Unfortunately, in response to Murray's article, one of the folks at the Lefty blog Pandagon goes on a rant about how Murray's diagnosis and solution just reinforce the notion that he is a racist whose sole aim is to privatize education in order to prevent minorities from receiving government grants and loans for the education. Alas, in obsessing over attacking the caricature of Murray, the Pandagon blogger misses how the first part of Murray's argument, pertaining to the lack of value in a college education, accords shockingly well with modern liberal criticisms of corporate America, racism, and classism. As a result, I wrote:

"Murray gets the diagnosis right, but his proposal is far from an improvement. I'm not going to rehash all the problems with his proposal which have been made above, which amount to pointing out the inherent bias in any certification/licensing scheme (something which most libertarians find far worse than employer emphases on BA's).

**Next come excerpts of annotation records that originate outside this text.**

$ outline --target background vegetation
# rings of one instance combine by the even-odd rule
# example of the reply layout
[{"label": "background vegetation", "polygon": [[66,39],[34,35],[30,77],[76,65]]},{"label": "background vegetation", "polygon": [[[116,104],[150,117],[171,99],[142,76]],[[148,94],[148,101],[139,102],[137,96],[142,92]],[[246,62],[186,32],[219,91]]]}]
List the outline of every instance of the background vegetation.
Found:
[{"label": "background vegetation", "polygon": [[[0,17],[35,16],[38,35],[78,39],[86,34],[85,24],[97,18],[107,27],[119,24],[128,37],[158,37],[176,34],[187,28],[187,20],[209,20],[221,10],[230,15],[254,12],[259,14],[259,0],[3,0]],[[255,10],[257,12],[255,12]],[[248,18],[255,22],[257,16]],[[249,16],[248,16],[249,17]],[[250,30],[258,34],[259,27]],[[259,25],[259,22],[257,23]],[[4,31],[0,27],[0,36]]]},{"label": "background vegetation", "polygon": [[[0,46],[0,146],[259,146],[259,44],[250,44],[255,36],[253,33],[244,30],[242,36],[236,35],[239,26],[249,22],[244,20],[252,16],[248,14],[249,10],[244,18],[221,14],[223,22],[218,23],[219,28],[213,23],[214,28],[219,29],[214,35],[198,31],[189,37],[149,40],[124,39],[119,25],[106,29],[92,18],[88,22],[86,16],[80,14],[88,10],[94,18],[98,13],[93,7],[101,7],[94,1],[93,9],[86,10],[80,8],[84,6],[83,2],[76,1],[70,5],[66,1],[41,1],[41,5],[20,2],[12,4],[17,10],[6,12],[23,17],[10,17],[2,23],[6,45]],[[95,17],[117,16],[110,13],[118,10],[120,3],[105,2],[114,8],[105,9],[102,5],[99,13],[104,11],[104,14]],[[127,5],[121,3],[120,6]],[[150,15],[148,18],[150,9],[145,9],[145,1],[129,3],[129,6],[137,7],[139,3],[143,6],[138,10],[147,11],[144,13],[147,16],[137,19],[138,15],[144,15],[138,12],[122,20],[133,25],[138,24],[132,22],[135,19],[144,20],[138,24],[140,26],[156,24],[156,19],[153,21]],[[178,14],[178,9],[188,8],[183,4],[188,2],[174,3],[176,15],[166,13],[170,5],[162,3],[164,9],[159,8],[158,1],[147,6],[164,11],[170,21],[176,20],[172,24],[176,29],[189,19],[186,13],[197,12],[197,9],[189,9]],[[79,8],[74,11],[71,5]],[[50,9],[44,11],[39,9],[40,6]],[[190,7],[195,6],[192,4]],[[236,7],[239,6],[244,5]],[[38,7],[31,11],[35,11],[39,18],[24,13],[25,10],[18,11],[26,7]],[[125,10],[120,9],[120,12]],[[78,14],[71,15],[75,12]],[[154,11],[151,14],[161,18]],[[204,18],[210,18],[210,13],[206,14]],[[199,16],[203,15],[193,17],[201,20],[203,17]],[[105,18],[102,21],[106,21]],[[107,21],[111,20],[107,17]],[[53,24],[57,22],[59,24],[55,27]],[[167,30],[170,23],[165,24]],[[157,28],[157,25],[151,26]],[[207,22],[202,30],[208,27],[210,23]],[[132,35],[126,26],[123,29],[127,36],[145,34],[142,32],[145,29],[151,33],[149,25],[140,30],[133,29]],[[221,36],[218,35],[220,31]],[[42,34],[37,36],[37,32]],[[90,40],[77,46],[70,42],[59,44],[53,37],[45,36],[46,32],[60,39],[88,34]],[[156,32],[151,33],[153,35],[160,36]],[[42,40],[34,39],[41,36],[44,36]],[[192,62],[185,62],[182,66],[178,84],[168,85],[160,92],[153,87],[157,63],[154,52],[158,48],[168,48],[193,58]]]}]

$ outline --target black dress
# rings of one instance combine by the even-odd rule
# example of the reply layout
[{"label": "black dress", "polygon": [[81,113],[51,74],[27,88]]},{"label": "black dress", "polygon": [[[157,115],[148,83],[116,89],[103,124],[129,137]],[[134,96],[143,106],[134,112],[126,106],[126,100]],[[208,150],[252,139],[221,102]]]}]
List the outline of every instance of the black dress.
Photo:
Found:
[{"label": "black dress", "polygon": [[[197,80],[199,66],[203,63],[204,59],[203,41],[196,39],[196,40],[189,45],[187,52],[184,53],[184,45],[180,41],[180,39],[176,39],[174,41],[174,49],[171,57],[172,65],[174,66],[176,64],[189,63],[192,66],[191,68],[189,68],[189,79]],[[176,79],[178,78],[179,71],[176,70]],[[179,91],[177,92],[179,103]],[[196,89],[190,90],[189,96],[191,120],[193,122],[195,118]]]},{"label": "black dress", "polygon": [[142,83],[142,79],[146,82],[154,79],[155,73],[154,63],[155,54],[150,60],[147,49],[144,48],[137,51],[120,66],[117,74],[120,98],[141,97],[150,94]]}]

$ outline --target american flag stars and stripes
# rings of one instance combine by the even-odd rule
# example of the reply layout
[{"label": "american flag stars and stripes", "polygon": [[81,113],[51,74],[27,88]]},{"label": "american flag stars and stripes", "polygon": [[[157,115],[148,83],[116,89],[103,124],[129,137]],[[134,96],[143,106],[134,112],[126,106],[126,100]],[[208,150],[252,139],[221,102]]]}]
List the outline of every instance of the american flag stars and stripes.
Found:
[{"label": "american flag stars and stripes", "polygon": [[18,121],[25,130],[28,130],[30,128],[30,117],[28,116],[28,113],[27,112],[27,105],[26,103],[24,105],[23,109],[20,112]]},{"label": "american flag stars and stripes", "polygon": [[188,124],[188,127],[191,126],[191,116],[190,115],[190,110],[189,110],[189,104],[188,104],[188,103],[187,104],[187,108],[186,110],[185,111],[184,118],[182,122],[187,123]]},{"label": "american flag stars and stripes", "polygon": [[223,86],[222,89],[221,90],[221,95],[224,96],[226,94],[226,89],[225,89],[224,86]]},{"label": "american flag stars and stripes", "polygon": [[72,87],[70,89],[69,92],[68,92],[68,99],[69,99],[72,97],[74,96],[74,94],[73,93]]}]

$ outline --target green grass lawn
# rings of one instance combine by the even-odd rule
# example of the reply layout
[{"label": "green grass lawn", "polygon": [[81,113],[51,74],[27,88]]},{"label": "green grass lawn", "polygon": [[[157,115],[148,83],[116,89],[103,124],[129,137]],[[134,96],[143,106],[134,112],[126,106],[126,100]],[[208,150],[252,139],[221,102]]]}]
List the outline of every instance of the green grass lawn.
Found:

But on the issue of the value of college, I think he is right in principle, though perhaps wrong in application. The problem is that for the vast majority of people college does little to enhance their career prospects and, for that matter, does little to teach them "how to think." Obviously, people who major or minor in the liberal arts (including the "hard" sciences) learn plenty about how to think critically, but four years of learning how to do so is overkill for most people (hence the reason most people don't
major in the liberal arts). Moreover, as I said, most people do not major or minor in the liberal arts but instead major in more "practical" things - majors that largely didn't exist until relatively recently. This is not good - at best people in these majors learn a percentage of what they would learn by gaining four years of experience in their preferred field. To the extent they do learn some of what they otherwise would have, they are paying a huge amount for it. And guess what? Their future employer gets to reap the benefits without having to pay a red cent, since there is virtually no
premium paid for the college-educated employee in these fields. Indeed, the employer actually gets to save the salary they would have paid the prospective employee to provide the employee with training - in this way, college in these fields amounts to employee-subsidized training. There's probably no better way to demonstrate this fact than to point out that [according to liberal critics] real wages have effectively stagnated during a period where the percentage of people with college degrees has exploded. Frankly, this makes sense as well - as an employer, would you really be willing to pay more money to someone fresh out of college, with no "real world" track record, than you would to someone with four to six years experience who is demonstrably reliable? Probably not.

Put another way - the current assumption that everyone should have a college degree is an assumption that (1) almost entirely benefits employers, who receive any benefits of the employee's education free of charge, and (2) places extreme financial burdens on future employees in pursuit of obtaining unnecessary qualifications. To be sure, there are still some professions where a liberal arts degree provides a significant benefit (law and research science, for example), and certainly a liberal arts education can be marginally useful in creating a more critical citizenry. But for the vast majority of people, the assumption that they need to incur tens of thousands of dollars in debt while forgoing any meaningful income for four to six years is an assumption that provides little benefit in exchange for tremendous cost.



As I indicated at the top of this post, a critique of our social emphasis on higher education is a critique that can closely agree with many standard liberal critiques of capitalism. To the extent that Progressives/modern liberals seek to defend the assumption that higher education is inherently a desirable thing, the effect of doing so is to defend a state in which employers (aka, "corporate America") receive benefits at no cost to them, but at great cost to the employee. Of course, many Progressives would respond by arguing that costs of higher education should be borne by expanding grant programs and the like. But all that does is shift the costs from the individual student to taxpayers as a whole - "corporate America" still gets its subsidy.